Parenthood (Amazon Prime, Hulu)
Okay, now for a little levity. This multi-generational dramedy from Ron Howard details the pain and pleasure of four grown siblings played by Steve Martin, Dianne Wiest, Tom Hulce, and Harley Jane Kozak. Each is in a slightly different domestic situation, and director Ron Howard juggles them marvelously.
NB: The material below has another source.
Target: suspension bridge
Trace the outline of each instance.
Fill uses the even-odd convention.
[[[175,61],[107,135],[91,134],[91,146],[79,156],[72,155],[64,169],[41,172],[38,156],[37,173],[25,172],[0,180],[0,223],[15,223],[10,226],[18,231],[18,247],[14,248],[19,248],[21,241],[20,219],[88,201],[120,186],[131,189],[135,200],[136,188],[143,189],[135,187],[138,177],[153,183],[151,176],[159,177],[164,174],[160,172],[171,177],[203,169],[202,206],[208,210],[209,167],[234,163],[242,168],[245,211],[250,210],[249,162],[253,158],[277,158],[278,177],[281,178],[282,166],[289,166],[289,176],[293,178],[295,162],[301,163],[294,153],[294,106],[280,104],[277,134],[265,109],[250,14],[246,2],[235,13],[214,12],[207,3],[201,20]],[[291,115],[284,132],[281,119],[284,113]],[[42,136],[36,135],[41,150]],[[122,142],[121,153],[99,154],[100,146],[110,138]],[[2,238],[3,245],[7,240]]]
Come for Steve Martin in a cowboy hat making second-rate balloon animals, and stay for the best dramatic work that he, Keanu Reeves, and Rick Moranis have ever done.
“Who’s Afraid of Virginia Woolf” (Amazon Prime)
The undisputed champion of films about domestic distress, Mike Nichols’s 1965 adaptation of Edward Albee’s hasn’t aged a day. Watching Richard Burton and Elizabeth Taylor, as an embittered middle-aged couple, tear into each other over many drinks in the presence of a younger, happier couple is an often painful experience, but the writing, acting, and directing is so sharp and insightful it’s thrilling all the same. One of the greatest films about marriage that went bad, and one of the hardest to watch.